As of In 2010 2010, Tolochenaz had an unemployment rate of 5.2%. As of 2008, there were 4 people employed in the primary economic sector and about 1 business involved in this sector. 604 people were employed in the secondary sector and there were 22 businesses in this sector. 1,110 people were employed in the tertiary sector, with 59 businesses in this sector. There were 883 residents of the municipality who were employed in some capacity, of which females made up 43.8% of the workforce.

In 2008 the total number of full-time equivalent jobs was 1,613. The number of jobs in the primary sector was 3, all of which were in agriculture. The number of jobs in the secondary sector was 581 of which 502 or (86.4%) were in manufacturing and 59 (10.2%) were in construction. The number of jobs in the tertiary sector was 1,029. In the tertiary sector; 179 or 17.4% were in wholesale or retail sales or the repair of motor vehicles, 267 or 25.9% were in the movement and storage of goods, 20 or 1.9% were in a hotel or restaurant, 71 or 6.9% were the insurance or financial industry, 289 or 28.1% were technical professionals or scientists, 40 or 3.9% were in education and 1 was in health care.

In 2000, there were 1,119 workers who commuted into the municipality and 718 workers who commuted away. The municipality is a net importer of workers, with about 1.6 workers entering the municipality for every one leaving. About 2.8% of the workforce coming into Tolochenaz are coming from outside Switzerland. Of the working population, 19.7% used public transportation to get to work, and 63% used a private car.

==Religion==
From the 2000 census, 626 or 38.0% were Roman Catholic, while 596 or 36.2% belonged to the Swiss Reformed Church. Of the rest of the population, there were 7 members of an Orthodox church (or about 0.43% of the population), there were 2 individuals (or about 0.12% of the population) who belonged to the Christian Catholic Church, and there were 100 individuals (or about 6.08% of the population) who belonged to another Christian church. There was 1 individual who was Jewish, and 27 (or about 1.64% of the population) who were Muslim. There were 7 individuals who were Buddhist and 4 individuals who belonged to another church. 233 (or about 14.16% of the population) belonged to no church, are agnostic or atheist, and 93 individuals (or about 5.65% of the population) did not answer the question.

==Education==
In Tolochenaz about 627 or (38.1%) of the population have completed non-mandatory upper secondary education, and 285 or (17.3%) have completed additional higher education (either university or a Fachhochschule). Of the 285 who completed tertiary schooling, 53.7% were Swiss men, 26.7% were Swiss women, 12.3% were non-Swiss men and 7.4% were non-Swiss women.

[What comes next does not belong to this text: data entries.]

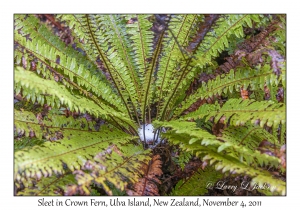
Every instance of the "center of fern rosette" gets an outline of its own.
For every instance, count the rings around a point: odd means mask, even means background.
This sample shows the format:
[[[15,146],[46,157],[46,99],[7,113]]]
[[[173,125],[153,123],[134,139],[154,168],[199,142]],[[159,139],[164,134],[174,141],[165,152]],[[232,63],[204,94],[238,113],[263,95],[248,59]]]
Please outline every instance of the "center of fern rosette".
[[[144,128],[145,128],[145,138],[144,138]],[[155,132],[155,129],[152,124],[141,125],[141,127],[138,129],[138,134],[141,141],[145,141],[146,139],[146,143],[152,145],[153,147],[156,146],[161,141],[159,131]]]

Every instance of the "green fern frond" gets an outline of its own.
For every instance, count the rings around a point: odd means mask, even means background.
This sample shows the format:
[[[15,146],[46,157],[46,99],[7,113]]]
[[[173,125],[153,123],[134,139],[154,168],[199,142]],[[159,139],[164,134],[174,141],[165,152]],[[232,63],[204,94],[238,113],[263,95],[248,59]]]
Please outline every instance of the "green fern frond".
[[[75,184],[75,176],[66,174],[62,176],[51,176],[37,181],[35,186],[27,187],[19,191],[17,195],[22,196],[58,196],[63,195],[68,185]]]
[[[178,92],[184,93],[189,84],[199,73],[199,69],[204,68],[211,60],[219,55],[225,47],[228,47],[228,37],[235,34],[236,37],[243,37],[243,25],[253,20],[258,20],[258,15],[236,15],[224,16],[219,18],[216,22],[217,27],[208,33],[204,40],[195,49],[195,59],[191,57],[188,62],[180,70],[179,79],[174,86],[170,88],[173,90],[165,99],[162,108],[162,116],[165,117],[167,110],[173,109],[176,100],[182,96]],[[177,97],[174,97],[177,96]]]
[[[222,169],[223,173],[230,171],[234,174],[247,174],[260,184],[269,180],[267,183],[277,187],[275,191],[285,194],[285,182],[273,178],[268,171],[258,168],[259,165],[279,167],[279,158],[261,154],[257,150],[253,151],[229,141],[220,141],[207,131],[196,128],[195,123],[170,121],[155,122],[155,124],[172,128],[162,135],[172,144],[179,144],[183,150],[193,151],[199,157],[205,155],[203,160],[210,160],[210,164],[215,163],[216,170]]]
[[[107,182],[112,183],[117,189],[124,191],[128,183],[138,181],[141,171],[138,169],[143,163],[149,161],[149,151],[143,151],[141,146],[123,145],[120,148],[110,146],[88,161],[82,167],[88,173],[76,171],[79,189],[85,194],[90,194],[91,183],[101,185],[108,195],[113,195]],[[70,189],[72,191],[72,187]],[[71,192],[67,192],[71,193]]]
[[[206,167],[204,170],[199,169],[194,172],[191,177],[186,180],[180,180],[173,191],[171,196],[197,196],[205,195],[210,184],[214,184],[222,178],[222,173],[216,171],[213,167]]]
[[[220,172],[284,195],[285,32],[275,14],[15,15],[15,193],[158,195],[168,161],[197,157],[173,195]]]
[[[265,85],[268,88],[278,87],[284,83],[285,71],[277,78],[269,65],[264,65],[258,69],[250,67],[233,69],[226,75],[218,75],[215,79],[202,83],[194,94],[190,95],[174,112],[174,115],[180,115],[184,110],[188,109],[193,103],[199,99],[207,99],[216,94],[222,95],[227,92],[232,93],[234,90],[239,92],[241,88],[249,90],[264,90]],[[275,89],[275,88],[274,88]]]
[[[101,116],[104,119],[108,116],[114,116],[117,119],[124,120],[129,125],[135,127],[132,122],[127,119],[123,113],[118,113],[112,108],[101,104],[101,107],[85,97],[71,94],[63,85],[58,85],[55,81],[45,80],[36,74],[16,67],[15,86],[16,94],[22,89],[22,93],[33,102],[40,104],[51,104],[53,107],[60,107],[65,104],[71,111],[88,112],[94,116]]]
[[[54,69],[53,73],[59,75],[60,79],[65,82],[70,88],[74,87],[74,82],[76,81],[76,85],[82,87],[86,93],[86,96],[95,94],[98,96],[98,99],[102,99],[106,103],[111,104],[112,107],[116,107],[118,110],[124,112],[124,106],[121,103],[120,98],[113,93],[111,87],[109,87],[106,82],[101,81],[101,77],[99,78],[98,75],[93,75],[88,70],[91,64],[84,63],[79,64],[82,59],[81,56],[73,56],[75,54],[72,50],[67,50],[66,52],[71,51],[71,56],[66,54],[63,43],[59,41],[59,39],[46,39],[49,35],[49,31],[45,27],[40,27],[41,30],[36,32],[36,36],[31,37],[31,41],[27,40],[26,34],[20,35],[19,33],[15,33],[15,42],[18,44],[17,51],[22,52],[24,49],[25,51],[33,54],[38,60],[42,67],[38,65],[37,71],[41,72],[43,76],[46,78],[52,78],[52,74],[50,71],[47,71],[46,68]],[[39,36],[38,36],[39,35]],[[18,52],[16,55],[19,55]],[[75,54],[76,55],[76,54]],[[19,55],[20,56],[20,55]],[[59,62],[57,59],[59,58]],[[77,60],[78,59],[78,60]],[[30,63],[30,60],[27,59],[27,63]],[[29,64],[27,65],[29,66]],[[42,70],[41,70],[42,68]],[[64,78],[68,78],[68,80]],[[103,79],[103,78],[102,78]],[[69,84],[70,83],[70,84]],[[125,112],[126,113],[126,112]]]
[[[246,122],[258,123],[261,127],[265,124],[277,128],[280,123],[285,124],[285,105],[273,101],[255,101],[243,99],[230,99],[222,107],[216,105],[203,105],[195,112],[189,113],[183,119],[214,117],[215,122],[222,116],[231,125],[244,125]]]
[[[262,140],[267,140],[273,144],[275,149],[281,146],[276,135],[274,136],[265,129],[251,124],[246,124],[242,127],[229,126],[224,130],[220,138],[226,142],[242,145],[253,151],[259,147]]]
[[[175,75],[179,74],[180,62],[185,61],[188,55],[183,52],[184,47],[188,45],[191,36],[191,29],[194,25],[201,24],[202,16],[197,15],[179,15],[171,18],[168,29],[169,35],[163,40],[162,54],[165,55],[160,59],[159,71],[156,80],[156,99],[158,101],[157,117],[162,117],[161,101],[169,92],[172,91],[170,86],[173,86],[176,80],[172,80]],[[170,35],[173,34],[173,36]]]

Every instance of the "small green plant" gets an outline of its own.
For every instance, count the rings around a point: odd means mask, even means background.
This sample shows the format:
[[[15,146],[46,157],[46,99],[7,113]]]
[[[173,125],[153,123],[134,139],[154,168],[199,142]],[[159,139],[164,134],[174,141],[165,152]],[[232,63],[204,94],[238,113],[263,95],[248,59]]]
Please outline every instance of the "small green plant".
[[[54,17],[15,15],[17,195],[203,195],[229,174],[285,195],[284,15]],[[202,161],[168,192],[164,145]]]

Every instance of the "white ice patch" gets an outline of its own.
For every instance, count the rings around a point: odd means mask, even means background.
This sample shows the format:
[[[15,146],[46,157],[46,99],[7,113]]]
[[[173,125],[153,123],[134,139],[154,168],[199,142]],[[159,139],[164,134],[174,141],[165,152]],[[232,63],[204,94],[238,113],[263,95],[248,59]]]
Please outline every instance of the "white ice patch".
[[[152,124],[145,125],[145,138],[144,138],[144,126],[143,125],[141,125],[141,127],[138,129],[138,133],[139,133],[141,141],[145,141],[145,139],[146,139],[147,144],[152,144],[153,146],[156,146],[161,141],[160,136],[157,136],[158,133],[156,132],[156,134],[155,134],[155,129]],[[155,136],[154,136],[154,134],[155,134]],[[155,138],[156,142],[153,142],[154,138]]]

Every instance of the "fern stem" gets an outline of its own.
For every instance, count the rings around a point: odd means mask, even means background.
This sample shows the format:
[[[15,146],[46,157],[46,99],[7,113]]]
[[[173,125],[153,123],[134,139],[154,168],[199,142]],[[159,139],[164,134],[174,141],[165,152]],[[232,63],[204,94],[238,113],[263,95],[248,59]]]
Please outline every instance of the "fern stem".
[[[100,55],[100,57],[101,57],[101,60],[102,60],[102,62],[104,63],[104,66],[105,66],[105,68],[107,69],[107,71],[110,73],[111,79],[113,80],[113,82],[114,82],[114,84],[115,84],[115,86],[116,86],[116,88],[117,88],[117,91],[118,91],[120,97],[122,98],[123,103],[125,104],[125,107],[126,107],[126,109],[127,109],[128,115],[130,116],[130,119],[132,119],[132,116],[131,116],[131,113],[130,113],[128,104],[126,103],[126,101],[125,101],[125,99],[124,99],[124,97],[123,97],[123,95],[122,95],[122,93],[121,93],[121,91],[120,91],[120,89],[119,89],[119,87],[118,87],[118,84],[117,84],[116,80],[115,80],[114,77],[113,77],[113,74],[112,74],[112,72],[111,72],[111,69],[109,68],[109,66],[108,66],[108,64],[107,64],[107,61],[106,61],[106,59],[105,59],[105,57],[104,57],[104,55],[103,55],[101,49],[99,48],[99,45],[97,44],[96,38],[95,38],[95,36],[94,36],[94,33],[93,33],[92,28],[91,28],[91,25],[90,25],[90,20],[89,20],[89,16],[88,16],[88,15],[86,15],[86,19],[87,19],[87,25],[88,25],[88,29],[89,29],[90,35],[91,35],[92,40],[93,40],[93,42],[94,42],[94,44],[95,44],[95,46],[96,46],[96,48],[97,48],[97,51],[98,51],[99,55]]]

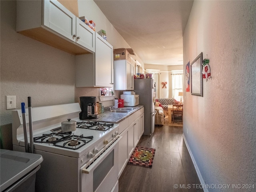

In the 2009/2010 school year there were a total of 212 students in the Tolochenaz school district. In the Vaud cantonal school system, two years of non-obligatory pre-school are provided by the political districts. During the school year, the political district provided pre-school care for a total of 631 children of which 203 children (32.2%) received subsidized pre-school care. The canton's primary school program requires students to attend for four years. There were 123 students in the municipal primary school program. The obligatory lower secondary school program lasts for six years and there were 86 students in those schools. There were also 3 students who were home schooled or attended another non-traditional school.

As of 2000, there were 15 students in Tolochenaz who came from another municipality, while 213 residents attended schools outside the municipality.